From Iceland — Pandemic Police Peeking Through Windows

Pandemic Police Peeking Through Windows

Published November 24, 2020

Photo by
HMH

Þórdís Björk Sigurþórsdóttir, a mother in Hafnarfjörður, felt unfairly treated by a police intervention at her house on Friday night, Fréttablaðið reported yesterday. Several of her son’s friends, all students at Verslunarskóli Íslands, had gathered at her home to attend a digital evening organised by the school. The police knocked on the door at 23:30, shortly after the evening had ended, to interrupt what they viewed as a gathering which broke the ten person limit.

The police statement reported seeing twenty young people leave the house, all without masks, and added that Þórdís had not cooperated but instead swore at the police officers.

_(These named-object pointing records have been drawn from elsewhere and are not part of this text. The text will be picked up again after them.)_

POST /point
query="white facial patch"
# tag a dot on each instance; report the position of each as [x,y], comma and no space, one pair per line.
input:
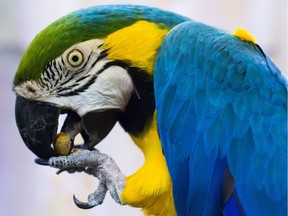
[112,89]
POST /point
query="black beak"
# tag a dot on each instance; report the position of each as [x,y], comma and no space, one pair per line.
[37,123]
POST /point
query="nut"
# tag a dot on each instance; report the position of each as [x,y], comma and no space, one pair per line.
[62,144]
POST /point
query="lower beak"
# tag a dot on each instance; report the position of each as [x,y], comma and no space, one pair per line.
[37,123]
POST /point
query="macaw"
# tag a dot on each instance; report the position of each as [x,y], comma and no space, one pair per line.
[207,108]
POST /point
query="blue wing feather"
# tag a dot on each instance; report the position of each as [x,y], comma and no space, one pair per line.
[221,104]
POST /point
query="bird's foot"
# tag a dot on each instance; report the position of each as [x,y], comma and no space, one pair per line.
[99,165]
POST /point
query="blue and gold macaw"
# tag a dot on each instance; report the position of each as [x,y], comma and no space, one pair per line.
[207,108]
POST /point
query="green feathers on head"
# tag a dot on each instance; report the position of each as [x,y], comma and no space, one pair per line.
[82,25]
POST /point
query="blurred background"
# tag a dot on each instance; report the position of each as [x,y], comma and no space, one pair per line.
[30,189]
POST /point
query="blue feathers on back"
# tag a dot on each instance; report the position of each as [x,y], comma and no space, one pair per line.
[221,107]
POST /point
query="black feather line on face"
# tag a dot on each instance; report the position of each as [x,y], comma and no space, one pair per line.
[139,111]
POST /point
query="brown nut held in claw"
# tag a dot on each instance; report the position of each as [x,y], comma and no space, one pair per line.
[62,144]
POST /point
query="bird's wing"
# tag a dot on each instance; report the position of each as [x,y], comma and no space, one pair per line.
[221,109]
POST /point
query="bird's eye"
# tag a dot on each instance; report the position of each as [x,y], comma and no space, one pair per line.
[75,58]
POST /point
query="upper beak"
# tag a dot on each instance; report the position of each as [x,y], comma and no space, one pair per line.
[37,123]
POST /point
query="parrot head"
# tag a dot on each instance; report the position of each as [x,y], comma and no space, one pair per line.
[95,65]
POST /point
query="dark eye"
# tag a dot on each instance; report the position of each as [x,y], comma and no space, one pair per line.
[75,58]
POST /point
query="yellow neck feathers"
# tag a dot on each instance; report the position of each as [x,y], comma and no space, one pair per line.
[136,44]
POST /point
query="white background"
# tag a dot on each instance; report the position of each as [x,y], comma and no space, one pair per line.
[29,189]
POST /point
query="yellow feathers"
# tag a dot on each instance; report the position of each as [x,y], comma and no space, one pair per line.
[136,44]
[150,187]
[243,34]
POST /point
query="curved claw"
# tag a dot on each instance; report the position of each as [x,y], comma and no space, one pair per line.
[83,205]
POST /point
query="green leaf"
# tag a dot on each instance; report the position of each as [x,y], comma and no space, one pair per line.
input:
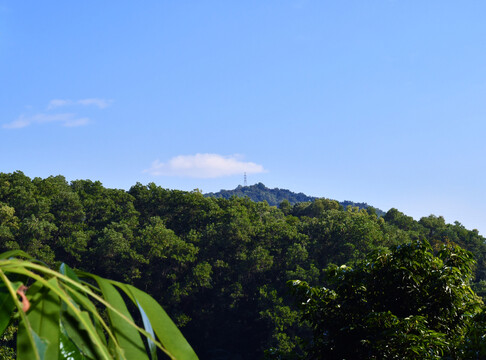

Þórdís responded by saying that the number was more like ten, then added that the ten-person gathering ban only applies to each room, and that as they live in a two-storey house, they were still following the rules. “For example, three boys were playing computer games in one of the rooms.”

Þórdís also claims that the police violated constitutional rights about privacy in the home, and complained that she was not provided with a copy of the police report. “I requested a copy of the police report and recordings that I am entitled to receive. Then they said no, the case was being investigated and I had to get a lawyer to get this information. I do not need a lawyer to request this information,” she said. She also managed to take a photograph of a police officer peeking through her window.

However, the police in the capital area believe that the officers involved were proportionate in their response, and added that the officer was looking through the window in order to count the young people leaving through the back door.

Þórdís’s son now wants to become a lawyer following the incident. “He thought it went so far that he said he has decided to go into law,” she said.